Connecting with our teens
Image source: Pixabay

Hey there, thanks for spending a moment here.

We are looking at teens for the next few weeks, that said, these tips are useful for any age. If you’re looking for ways to improve your relationship with your tween or teen, think about the way you’re communicating with them.

Try showing them love, compassion, respect, and understanding and see how they respond. Often it’s not that we have difficult kids but that they don’t know how to express what’s going on for them.

As adults what we need to understand is their very DNA is fighting to pull away from us to identify with their peer group (it’s how we have survived as a species, without it we would still have live at home) This is hard for them, although they are desperate to belong to the new group too. We need to keep that connection.
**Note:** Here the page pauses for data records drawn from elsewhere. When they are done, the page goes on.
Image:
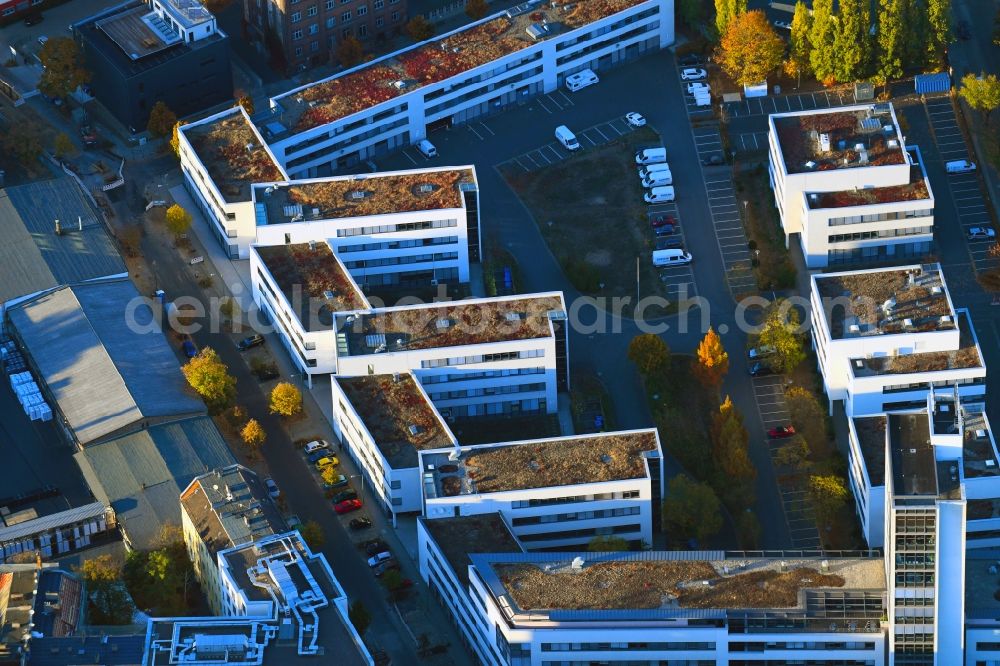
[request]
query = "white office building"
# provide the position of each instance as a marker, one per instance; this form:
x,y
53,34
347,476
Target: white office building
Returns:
x,y
845,182
468,73
221,157
384,421
554,493
414,227
884,337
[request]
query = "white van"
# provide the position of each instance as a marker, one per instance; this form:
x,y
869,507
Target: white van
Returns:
x,y
427,149
653,168
580,80
664,194
567,138
959,166
658,179
675,257
651,156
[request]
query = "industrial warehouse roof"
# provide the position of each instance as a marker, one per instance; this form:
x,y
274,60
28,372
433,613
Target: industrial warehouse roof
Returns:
x,y
33,258
141,475
104,373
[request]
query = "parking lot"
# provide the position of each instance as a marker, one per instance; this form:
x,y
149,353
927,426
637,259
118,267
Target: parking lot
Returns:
x,y
763,106
553,152
966,190
722,204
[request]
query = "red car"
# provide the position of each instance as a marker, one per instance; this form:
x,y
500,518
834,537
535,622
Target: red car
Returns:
x,y
347,506
662,221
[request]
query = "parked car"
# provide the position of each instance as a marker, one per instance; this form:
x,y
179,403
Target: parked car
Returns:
x,y
347,506
339,482
635,119
669,243
250,342
379,558
360,523
375,546
316,445
327,461
982,233
757,353
344,496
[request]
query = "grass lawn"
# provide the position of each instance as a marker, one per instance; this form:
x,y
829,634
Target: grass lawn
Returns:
x,y
773,267
591,213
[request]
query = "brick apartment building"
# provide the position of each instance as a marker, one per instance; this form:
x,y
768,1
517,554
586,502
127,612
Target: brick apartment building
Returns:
x,y
310,30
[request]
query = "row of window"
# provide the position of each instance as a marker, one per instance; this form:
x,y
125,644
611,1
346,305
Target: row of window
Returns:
x,y
880,217
882,233
397,245
481,358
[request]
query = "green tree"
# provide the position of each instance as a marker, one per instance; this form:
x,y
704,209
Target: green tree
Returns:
x,y
691,510
419,28
350,52
161,120
64,145
750,49
938,31
359,616
799,46
476,9
891,38
822,56
253,434
780,332
607,544
852,43
828,494
730,440
286,399
178,220
711,362
63,67
650,354
313,535
982,93
809,420
210,378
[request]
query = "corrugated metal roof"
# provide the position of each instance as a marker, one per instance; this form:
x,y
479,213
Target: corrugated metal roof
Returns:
x,y
68,517
926,84
142,475
104,373
32,257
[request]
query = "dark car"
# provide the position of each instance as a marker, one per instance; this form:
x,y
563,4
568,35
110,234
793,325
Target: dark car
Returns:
x,y
250,342
344,496
662,220
669,243
375,546
362,523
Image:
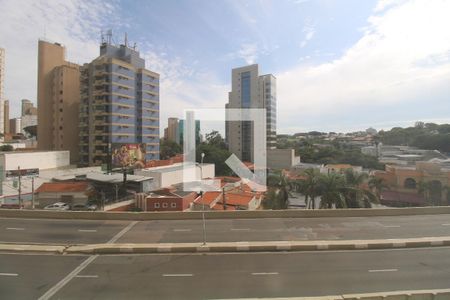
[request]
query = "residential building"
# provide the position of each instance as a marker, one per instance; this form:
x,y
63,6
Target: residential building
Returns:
x,y
165,176
425,183
28,108
180,132
165,200
6,116
73,192
119,105
58,100
250,90
172,130
15,126
2,81
27,121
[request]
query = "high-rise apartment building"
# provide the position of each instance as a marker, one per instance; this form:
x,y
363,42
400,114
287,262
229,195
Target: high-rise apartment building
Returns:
x,y
2,81
28,107
250,90
15,126
171,134
58,100
119,105
6,116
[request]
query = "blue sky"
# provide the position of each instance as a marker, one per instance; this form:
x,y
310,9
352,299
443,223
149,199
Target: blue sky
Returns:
x,y
341,65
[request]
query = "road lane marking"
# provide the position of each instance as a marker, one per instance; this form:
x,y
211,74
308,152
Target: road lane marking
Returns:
x,y
383,270
178,275
122,232
52,291
9,274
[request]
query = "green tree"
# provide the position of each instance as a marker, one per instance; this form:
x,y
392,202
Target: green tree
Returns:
x,y
356,196
310,187
332,191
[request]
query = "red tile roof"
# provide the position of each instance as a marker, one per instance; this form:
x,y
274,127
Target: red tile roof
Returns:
x,y
208,198
54,187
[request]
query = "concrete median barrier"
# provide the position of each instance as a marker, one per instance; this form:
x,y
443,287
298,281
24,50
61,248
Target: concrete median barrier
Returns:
x,y
270,246
300,213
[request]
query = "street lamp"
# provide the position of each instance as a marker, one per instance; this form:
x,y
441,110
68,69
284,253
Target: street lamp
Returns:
x,y
201,197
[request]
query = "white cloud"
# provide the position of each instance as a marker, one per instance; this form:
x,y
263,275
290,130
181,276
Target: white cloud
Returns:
x,y
309,31
404,54
74,23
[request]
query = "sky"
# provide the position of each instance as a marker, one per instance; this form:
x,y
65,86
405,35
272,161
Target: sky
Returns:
x,y
340,65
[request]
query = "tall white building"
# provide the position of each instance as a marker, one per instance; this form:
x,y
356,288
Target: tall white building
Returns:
x,y
251,90
2,80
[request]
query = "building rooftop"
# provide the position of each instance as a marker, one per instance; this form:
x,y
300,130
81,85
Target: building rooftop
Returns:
x,y
54,187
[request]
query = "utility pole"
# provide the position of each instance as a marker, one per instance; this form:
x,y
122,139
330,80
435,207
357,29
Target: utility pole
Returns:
x,y
20,187
32,192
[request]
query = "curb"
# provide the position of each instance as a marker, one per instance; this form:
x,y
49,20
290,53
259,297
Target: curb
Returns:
x,y
272,246
226,247
49,249
437,294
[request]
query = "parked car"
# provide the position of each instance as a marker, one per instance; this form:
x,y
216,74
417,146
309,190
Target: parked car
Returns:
x,y
58,206
84,207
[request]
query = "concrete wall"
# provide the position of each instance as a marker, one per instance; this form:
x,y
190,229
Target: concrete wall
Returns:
x,y
245,214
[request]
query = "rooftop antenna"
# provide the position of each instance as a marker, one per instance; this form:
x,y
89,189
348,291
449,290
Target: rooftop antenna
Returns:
x,y
109,36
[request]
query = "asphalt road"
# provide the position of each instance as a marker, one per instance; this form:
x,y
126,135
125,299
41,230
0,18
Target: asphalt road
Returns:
x,y
173,231
212,276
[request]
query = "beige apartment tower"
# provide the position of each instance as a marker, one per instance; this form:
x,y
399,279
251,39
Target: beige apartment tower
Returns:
x,y
6,116
250,90
2,82
58,100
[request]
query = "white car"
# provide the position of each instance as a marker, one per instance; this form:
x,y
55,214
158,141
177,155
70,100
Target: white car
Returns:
x,y
58,206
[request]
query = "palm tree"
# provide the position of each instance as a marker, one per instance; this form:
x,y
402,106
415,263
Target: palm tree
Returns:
x,y
310,187
280,184
355,195
332,187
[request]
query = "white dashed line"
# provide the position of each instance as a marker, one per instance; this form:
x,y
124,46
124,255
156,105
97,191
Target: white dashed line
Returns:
x,y
383,270
86,276
9,274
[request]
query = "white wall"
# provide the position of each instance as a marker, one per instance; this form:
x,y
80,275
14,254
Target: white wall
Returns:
x,y
170,177
281,158
34,160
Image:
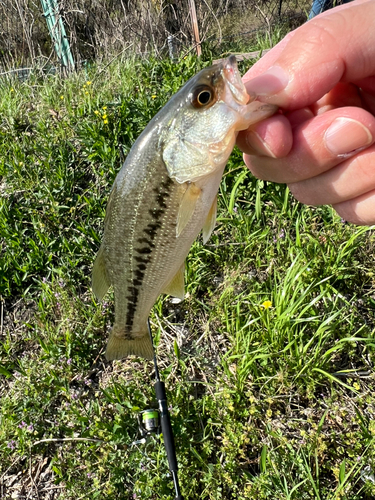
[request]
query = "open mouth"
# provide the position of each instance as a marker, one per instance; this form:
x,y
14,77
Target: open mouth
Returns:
x,y
233,78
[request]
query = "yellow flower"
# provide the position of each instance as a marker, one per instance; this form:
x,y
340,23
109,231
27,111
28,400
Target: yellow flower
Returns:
x,y
266,304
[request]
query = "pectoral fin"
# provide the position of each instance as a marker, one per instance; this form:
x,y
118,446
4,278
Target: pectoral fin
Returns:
x,y
176,287
210,221
187,207
100,279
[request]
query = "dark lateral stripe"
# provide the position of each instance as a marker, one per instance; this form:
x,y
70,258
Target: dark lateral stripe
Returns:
x,y
144,253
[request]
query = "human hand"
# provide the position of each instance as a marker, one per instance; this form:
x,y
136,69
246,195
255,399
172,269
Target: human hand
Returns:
x,y
322,76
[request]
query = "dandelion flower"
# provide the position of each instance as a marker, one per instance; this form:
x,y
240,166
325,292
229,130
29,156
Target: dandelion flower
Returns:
x,y
266,304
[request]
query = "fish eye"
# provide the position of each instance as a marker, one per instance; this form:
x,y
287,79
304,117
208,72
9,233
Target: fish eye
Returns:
x,y
203,96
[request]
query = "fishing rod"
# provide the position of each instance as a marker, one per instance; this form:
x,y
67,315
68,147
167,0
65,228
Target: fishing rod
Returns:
x,y
165,422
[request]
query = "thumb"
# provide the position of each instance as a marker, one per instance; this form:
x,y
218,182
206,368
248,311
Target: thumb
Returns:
x,y
337,46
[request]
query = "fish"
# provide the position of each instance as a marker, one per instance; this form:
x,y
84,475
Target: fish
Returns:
x,y
164,195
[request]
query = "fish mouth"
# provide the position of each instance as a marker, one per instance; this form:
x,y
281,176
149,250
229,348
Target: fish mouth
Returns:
x,y
233,80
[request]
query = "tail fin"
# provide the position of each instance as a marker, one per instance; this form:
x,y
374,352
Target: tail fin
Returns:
x,y
119,347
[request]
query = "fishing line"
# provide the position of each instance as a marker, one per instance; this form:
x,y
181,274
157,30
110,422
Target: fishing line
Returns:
x,y
165,422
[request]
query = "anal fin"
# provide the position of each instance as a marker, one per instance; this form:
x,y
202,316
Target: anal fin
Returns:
x,y
187,207
100,280
210,221
119,346
176,287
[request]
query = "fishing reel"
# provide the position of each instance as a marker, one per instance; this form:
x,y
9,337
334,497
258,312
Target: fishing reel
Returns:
x,y
154,422
148,425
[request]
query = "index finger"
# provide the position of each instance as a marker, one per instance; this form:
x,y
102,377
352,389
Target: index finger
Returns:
x,y
337,46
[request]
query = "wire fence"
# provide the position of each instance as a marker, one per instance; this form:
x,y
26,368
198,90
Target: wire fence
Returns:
x,y
31,31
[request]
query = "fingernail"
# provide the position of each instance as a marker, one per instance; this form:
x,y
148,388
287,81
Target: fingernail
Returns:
x,y
269,83
255,142
345,136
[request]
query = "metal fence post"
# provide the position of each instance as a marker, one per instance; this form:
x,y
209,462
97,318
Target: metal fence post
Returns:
x,y
58,34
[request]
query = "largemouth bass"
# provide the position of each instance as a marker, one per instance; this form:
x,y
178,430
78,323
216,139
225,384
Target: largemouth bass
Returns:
x,y
165,193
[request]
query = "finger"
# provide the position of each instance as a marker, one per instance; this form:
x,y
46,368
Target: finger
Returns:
x,y
336,46
272,137
350,179
360,211
318,145
343,94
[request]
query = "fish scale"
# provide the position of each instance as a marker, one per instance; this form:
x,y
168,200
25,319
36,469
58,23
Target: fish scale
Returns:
x,y
164,195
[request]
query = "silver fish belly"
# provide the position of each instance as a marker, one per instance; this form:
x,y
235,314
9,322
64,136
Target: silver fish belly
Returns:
x,y
164,195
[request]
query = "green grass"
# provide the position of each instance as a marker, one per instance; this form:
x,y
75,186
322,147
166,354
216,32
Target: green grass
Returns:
x,y
268,362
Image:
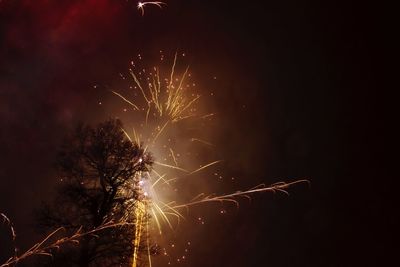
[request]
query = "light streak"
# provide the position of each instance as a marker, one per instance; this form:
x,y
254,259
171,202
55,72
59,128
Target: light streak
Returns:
x,y
141,5
166,102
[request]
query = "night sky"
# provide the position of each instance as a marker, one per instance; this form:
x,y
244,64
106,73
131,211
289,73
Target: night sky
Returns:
x,y
297,95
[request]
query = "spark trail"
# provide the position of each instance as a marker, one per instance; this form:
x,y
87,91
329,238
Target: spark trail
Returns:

They still need us. They need to feel seen and acknowledged.

The stronger the connection the more likely they are to turn to us when times are tough for them or when they have big decisions to make.

We also have to be aware that when teens are being “difficult” it is their way of trying to connect. Rather than think “Attention seeking” think “Connection seeking” As parents, it is easy to slip into wanting to control them. The more we try to connect, the more open they will be with us.

I have been a therapist for over 20 years to kids and teens, and one thing I know for sure is that communication and connection is everything! They are major building blocks to strengthening their resilience.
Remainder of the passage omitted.